His playing could be rustic and earthy, as in the bouncy Gigue that concludes the first suite. He played with crisp assurance in the formal Menuett movements. He brought a joyous exuberance to the rapid bow strokes of the life-affirming Prelude to the Suite No. 6, taking it to an ecstatic climax. He brought delicate bowing and a playful style to the suite’s Courante.

Particularly striking through all three suites was his playing of the Sarabande movements, stately dances in which Bach made maximum use of the cello’s ability to play two or three notes at once. He played the Sarabande of the Suite No. 6 with particular eloquence, building it from its gentle, meditative beginning to a climax in grandiose broken chords.

Many listeners may not be accustomed to hearing the climax of the Gigue of the Suite No. 2 turn into a high-speed blur, as it did in his hands. But if Ma’s playing of the passage lacked the metronomic clarity usually associated with Bach, it acquired a grinding, raucous intensity that gave the movement an unaccustomed force.
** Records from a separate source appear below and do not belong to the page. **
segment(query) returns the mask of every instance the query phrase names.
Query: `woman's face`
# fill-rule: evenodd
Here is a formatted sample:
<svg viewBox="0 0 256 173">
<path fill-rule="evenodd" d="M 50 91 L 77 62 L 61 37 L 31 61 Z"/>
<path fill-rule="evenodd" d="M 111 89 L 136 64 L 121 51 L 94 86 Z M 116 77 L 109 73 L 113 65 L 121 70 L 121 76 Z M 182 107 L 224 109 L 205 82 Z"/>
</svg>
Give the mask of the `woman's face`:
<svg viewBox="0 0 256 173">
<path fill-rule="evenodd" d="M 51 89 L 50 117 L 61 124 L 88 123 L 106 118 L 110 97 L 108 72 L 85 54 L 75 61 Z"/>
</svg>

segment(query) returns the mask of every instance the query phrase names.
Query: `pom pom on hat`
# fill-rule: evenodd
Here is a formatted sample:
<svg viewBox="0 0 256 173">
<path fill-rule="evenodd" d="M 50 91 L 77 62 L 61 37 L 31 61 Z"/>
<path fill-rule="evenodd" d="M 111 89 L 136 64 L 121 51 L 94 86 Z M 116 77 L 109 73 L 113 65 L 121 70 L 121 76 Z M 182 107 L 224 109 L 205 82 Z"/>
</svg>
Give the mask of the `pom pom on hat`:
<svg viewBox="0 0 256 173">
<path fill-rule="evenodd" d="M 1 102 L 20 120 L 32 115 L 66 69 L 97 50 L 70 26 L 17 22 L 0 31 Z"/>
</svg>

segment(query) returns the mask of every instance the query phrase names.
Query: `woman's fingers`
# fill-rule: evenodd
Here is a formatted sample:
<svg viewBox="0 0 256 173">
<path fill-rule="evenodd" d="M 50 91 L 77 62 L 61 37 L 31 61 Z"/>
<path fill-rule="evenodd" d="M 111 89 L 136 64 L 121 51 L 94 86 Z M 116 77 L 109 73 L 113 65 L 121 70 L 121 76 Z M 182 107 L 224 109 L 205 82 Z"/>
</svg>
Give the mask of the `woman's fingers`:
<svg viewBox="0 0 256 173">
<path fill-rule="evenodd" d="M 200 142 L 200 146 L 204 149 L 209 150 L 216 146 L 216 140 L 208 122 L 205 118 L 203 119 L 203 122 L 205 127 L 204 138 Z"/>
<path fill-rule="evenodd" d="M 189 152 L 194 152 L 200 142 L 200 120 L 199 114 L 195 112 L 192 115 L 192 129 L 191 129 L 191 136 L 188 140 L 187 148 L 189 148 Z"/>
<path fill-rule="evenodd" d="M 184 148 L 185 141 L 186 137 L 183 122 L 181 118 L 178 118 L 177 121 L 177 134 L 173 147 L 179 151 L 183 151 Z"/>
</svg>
The works performed before each of the Bach suites came from Ma’s travels beyond the borders of the Western classical tradition. The Allegretto from Saygun’s Partita for solo cello was a ruminative, Middle Eastern-inflected work, in which Ma’s cello at times sobbed like a tenor. O’Connor’s Appalachia Waltz, despite its inspiration in American folk music, seemed at home surrounded by Bach, with its dancelike rhythms and use of two strings at once. Zhao’s work, Summer in the High Grassland, was the least interesting, consisting of simple melodies played against an open string.

As an encore Ma played Song of the Birds, a Catalan tune often played by Pablo Casals, performed with a singing tone and a touch of nostalgia.